Protests broke out in cities across Pakistan on Saturday against the alleged gangrape of a woman in Lahore. Fifteen people have been arrested in connection with the gangrape, which took place around 1.30 am on September 11 by the side of a motorway in Lahore, The Guardian reported.

The woman was driving a car with her children, when it broke down on the motorway as it ran out of fuel. She called the police and waited. However, at least two men allegedly broke the windows of her car, dragged her and her two children out of the vehicle and raped her multiple times in front of the kids, the newspaper said.

Advertisement

The incident brought Pakistanis out onto the streets on Saturday, Dawn reported. The protests were organised by a group called the Aurat March. The group set forth five demands, including an end to violence, affirmative steps by the government to uphold rights and ensure justice, removal of Lahore Capital City Police Officer Umer Sheikh and any other official who blames the woman, structural and procedural reforms in the laws and effective and transparent investigation.

The charter of demands the organisation tweeted included protection of transgender persons, banning the two-finger test for rape and providing additional resources and training for reporting, investigating and prosecuting of crimes pertaining to sexual violence. It also demanded that all public spaces be made safe for women, gender-sensitive curricula be introduced and government spending on women’s health, education and safety be increased.
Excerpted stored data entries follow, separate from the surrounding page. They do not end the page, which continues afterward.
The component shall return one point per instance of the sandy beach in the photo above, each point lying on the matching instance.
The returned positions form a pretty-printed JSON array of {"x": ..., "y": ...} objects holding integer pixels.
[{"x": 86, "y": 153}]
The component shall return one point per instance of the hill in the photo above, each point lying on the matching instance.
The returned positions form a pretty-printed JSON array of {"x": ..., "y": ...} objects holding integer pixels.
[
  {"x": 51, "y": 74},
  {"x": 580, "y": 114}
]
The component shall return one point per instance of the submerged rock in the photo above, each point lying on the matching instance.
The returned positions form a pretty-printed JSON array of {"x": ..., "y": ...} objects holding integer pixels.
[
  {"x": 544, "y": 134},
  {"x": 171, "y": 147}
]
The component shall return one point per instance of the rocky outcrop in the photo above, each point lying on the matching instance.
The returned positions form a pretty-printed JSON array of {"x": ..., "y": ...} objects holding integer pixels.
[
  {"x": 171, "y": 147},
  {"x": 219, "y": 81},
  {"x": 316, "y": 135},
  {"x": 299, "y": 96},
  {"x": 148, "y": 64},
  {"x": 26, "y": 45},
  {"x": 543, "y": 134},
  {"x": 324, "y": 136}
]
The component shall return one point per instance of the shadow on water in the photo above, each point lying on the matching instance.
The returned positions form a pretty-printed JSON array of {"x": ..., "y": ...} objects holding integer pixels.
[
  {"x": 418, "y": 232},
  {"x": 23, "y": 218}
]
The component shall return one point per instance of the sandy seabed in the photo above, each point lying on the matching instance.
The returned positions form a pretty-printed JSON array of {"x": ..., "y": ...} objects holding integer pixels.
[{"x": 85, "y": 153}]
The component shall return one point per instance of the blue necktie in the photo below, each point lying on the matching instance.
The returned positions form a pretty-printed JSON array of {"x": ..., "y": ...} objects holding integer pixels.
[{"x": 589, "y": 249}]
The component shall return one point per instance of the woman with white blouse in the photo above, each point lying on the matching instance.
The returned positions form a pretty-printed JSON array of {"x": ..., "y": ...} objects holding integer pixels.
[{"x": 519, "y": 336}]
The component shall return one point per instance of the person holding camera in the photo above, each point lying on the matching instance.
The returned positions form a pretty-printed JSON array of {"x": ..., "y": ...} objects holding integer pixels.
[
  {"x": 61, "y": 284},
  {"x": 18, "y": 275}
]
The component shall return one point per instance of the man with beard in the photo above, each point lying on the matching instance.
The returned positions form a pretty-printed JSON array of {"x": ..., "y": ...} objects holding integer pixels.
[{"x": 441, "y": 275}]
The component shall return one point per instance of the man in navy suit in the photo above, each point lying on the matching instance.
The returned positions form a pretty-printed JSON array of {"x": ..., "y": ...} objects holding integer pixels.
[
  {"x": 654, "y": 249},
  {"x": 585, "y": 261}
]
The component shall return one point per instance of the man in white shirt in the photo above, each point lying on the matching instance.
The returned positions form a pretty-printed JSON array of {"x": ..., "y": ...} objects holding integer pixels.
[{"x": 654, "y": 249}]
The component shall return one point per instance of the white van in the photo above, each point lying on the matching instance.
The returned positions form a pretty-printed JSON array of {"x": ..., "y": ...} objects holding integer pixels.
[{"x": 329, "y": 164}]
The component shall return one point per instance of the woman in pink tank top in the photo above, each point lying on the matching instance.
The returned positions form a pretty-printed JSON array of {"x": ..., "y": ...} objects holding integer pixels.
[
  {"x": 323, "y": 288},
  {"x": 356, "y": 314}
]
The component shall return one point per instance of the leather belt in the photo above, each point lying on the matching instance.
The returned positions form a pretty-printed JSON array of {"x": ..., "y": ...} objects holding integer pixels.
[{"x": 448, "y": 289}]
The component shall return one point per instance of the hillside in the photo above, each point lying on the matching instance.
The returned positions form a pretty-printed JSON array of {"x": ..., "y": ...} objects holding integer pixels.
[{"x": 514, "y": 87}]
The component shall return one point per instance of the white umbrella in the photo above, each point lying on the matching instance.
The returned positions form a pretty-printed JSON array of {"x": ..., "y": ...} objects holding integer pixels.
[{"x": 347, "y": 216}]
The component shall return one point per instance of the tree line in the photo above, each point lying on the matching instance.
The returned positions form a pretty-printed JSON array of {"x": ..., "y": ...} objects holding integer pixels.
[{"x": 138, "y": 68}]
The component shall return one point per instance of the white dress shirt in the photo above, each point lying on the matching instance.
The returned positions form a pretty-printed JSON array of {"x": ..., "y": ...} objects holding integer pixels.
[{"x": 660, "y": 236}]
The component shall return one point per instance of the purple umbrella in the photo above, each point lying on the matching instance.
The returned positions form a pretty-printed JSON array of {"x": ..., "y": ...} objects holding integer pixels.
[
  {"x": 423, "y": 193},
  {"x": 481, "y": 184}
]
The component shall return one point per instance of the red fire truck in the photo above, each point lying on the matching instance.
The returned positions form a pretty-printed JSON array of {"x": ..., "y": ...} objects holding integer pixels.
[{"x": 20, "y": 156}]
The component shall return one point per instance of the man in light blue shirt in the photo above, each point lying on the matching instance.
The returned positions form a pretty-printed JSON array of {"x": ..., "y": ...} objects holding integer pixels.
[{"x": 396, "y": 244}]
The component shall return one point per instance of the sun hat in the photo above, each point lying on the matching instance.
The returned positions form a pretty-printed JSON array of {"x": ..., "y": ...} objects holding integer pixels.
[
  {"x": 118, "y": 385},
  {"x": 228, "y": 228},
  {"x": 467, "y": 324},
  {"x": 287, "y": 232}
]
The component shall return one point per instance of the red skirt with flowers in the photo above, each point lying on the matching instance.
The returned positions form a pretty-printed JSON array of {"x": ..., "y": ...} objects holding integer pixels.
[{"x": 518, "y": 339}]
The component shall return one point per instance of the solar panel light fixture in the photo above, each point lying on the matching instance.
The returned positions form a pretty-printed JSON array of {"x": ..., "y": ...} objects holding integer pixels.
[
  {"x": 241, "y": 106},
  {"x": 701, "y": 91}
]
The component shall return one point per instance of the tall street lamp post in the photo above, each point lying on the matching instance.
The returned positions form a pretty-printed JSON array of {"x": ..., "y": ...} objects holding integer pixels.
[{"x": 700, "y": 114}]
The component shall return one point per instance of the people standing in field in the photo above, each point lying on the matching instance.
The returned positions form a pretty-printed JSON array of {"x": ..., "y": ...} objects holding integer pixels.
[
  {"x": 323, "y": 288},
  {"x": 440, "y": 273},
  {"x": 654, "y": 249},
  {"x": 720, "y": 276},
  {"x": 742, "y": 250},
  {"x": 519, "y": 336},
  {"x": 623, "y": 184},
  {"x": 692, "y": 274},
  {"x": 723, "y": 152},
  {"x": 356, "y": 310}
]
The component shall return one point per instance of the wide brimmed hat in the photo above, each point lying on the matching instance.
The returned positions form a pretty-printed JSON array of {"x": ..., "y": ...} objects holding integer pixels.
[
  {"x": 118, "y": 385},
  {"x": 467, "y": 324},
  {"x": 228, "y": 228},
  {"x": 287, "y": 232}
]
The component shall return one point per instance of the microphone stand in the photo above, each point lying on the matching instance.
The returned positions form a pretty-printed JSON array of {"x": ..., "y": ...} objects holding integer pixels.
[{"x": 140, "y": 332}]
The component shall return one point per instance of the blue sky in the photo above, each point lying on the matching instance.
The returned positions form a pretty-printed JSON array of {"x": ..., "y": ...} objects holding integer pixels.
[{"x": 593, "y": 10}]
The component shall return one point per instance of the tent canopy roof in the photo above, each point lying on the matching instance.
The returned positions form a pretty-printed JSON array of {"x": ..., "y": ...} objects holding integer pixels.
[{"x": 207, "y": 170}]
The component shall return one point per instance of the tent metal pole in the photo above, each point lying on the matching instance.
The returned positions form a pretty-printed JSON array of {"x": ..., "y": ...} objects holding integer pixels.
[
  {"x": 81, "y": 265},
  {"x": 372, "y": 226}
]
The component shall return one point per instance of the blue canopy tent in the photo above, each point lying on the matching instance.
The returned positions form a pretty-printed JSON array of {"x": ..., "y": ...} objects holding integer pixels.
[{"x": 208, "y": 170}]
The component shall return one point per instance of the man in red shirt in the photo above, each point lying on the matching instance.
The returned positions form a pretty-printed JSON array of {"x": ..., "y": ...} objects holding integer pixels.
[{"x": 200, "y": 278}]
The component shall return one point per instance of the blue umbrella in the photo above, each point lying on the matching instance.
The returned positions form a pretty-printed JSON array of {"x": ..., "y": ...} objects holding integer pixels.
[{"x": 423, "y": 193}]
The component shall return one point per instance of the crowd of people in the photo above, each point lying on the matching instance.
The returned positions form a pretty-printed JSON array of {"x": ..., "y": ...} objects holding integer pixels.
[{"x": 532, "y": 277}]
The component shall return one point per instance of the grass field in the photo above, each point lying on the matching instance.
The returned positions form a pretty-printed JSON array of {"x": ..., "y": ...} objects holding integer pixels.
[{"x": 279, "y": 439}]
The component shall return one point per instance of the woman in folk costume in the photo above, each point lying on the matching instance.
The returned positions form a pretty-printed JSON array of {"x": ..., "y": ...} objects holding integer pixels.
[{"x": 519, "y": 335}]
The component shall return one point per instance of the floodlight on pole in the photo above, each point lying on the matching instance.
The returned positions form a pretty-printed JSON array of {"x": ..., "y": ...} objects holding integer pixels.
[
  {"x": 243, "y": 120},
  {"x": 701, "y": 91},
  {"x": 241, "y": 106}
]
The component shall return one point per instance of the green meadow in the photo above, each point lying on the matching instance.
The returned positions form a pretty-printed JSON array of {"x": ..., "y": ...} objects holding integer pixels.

At a protest site in Islamabad, Ismat Shahjahan, the president of the Women Democratic Front, alleged that women, children and even animals were not safe in Pakistan. “They [women] are unsafe around their relatives at home and around male colleagues in their offices,” she alleged. “If you demand public hangings, will you hang half of Pakistan on street corners? There are rapists [in this country] from mosques to the Parliament.”

Advertisement

Tooba Syed, a member of the Women Democratic Front, said women will continue to be raped as long as they are told not to step out of their homes. Other women at the protest in Islamabad cheered her and shouted slogans.

Many protestors also gathered at Liberty Chowk in Lahore to demand justice for the woman. The protest was led by Asma Jahangir Legal Aid Cell, Women Democratic Front and Aurat March.

In Karachi, the protest was organised at the Karachi Press Club. People gathered at the protest shouted slogans such as “mera jism, meri marzi [my body, my choice]”.